4. Take your second body background piece, making sure that you have the longer sides matching, and align and pin the centre creases, right sides together.
This time you need the background piece to overlap your existing seam by ¼ inch.
5. Pin and sew in the same way as for the first seam, lifting the fabric up slightly with your left hand if that makes things easier.
6. Press the seam towards the background fabric again. You should have something that looks a bit like this – but I must confess that I pressed one of the seams the wrong way in this block, so it looks slightly different!
7. You will notice that there is a smaller amount of background fabric at one end of your block. Line up your ruler so that one line cuts through the two points of the fish body, and trim this end down to just under ¼ inch from the end of the fish.
8. Now we’ll piece the tail. Take the main tail piece and the two background tail pieces and make the centre creases as you did for the body.
9. Pin the centre crease and each end, overlapping the background piece at the point of the tail (where it will join the body) by ¼ inch.

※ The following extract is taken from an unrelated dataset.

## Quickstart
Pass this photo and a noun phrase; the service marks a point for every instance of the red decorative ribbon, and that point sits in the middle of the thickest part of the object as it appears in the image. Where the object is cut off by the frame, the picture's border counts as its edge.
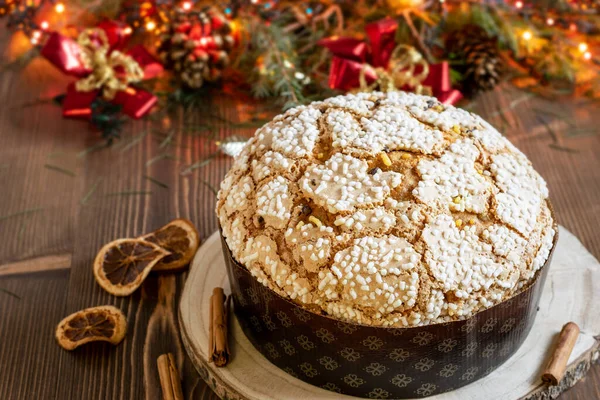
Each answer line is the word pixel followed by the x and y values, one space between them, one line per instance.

10. Sew the seam with the same method you used for the body, and press the seam towards the background fabric. You should have something that looks like this.
11. Pin your second tail background piece in the same way, ensuring that it overlaps by ¼ inch at the point of the tail.
Sew and press seams towards the background fabric.
12. Take your tail end piece and fold it so that the two ends of the curve match. Finger press a crease at the centre of the curve, and in the centre of the curve of your main tail piece. Match and pin the centre creases.
13. Pin the ends of each curve as you did for the body and tail pieces. Take the straight edge pieces and shift these so that they are at 90 degrees to the main tail background pieces. It will look something like this, but ignore the fact that I had got ahead of myself and already sewed the tail to the body in this photo!
14. Sew the tail end seam, stopping with the needle down when you get to the beginning of the the curve and rotating the fabric to keep your ¼ inch seam allowance. Sew the curve in exactly the same way as for the body and the tail, stopping again when you get to the end of the curve and rotating to sew the final straight seam. Press towards the background fabric.
15. Trim the little triangles of fabric at the point of the tail so that you have a straight edge. Try to ensure that you have one of the lines of the ruler cutting through the centre of the tail so that you have a 90 degree angle, and keep the seam allowance as close to ¼ inch as you can (it will be slightly smaller, which you want).
16. Line up the trimmed ends of the tail and body pieces and pin. To make sure that the tail and the body meet in the right place, I put a pin through the point of the tail piece and then put this through the point of the body piece.
Sew and press this final seam.
17. Finally, trim your block. How much you need to trim depends on what size you want your block to be. There is quite a lot of extra fabric on all sides, so that I could be flexible in this stage. I trimmed the bare minimum, just to ensure that the block was squared up.
Finishing the quilt
To make the quilt top, I pieced 22 fish blocks together improvisationally, inserting extra pieces of background fabric to give the shoal movement. The quilt background is simply pieced from 6.5” blocks in a mixure of Kona Aqua, four blue Mendocino prints, and a few 9-patch blocks randomly pieced in Kona Aqua, Azure and Bahama Blue in order to create a dappled effect.
I quilted using wavy lines and used leftovers from the pink prints for the binding.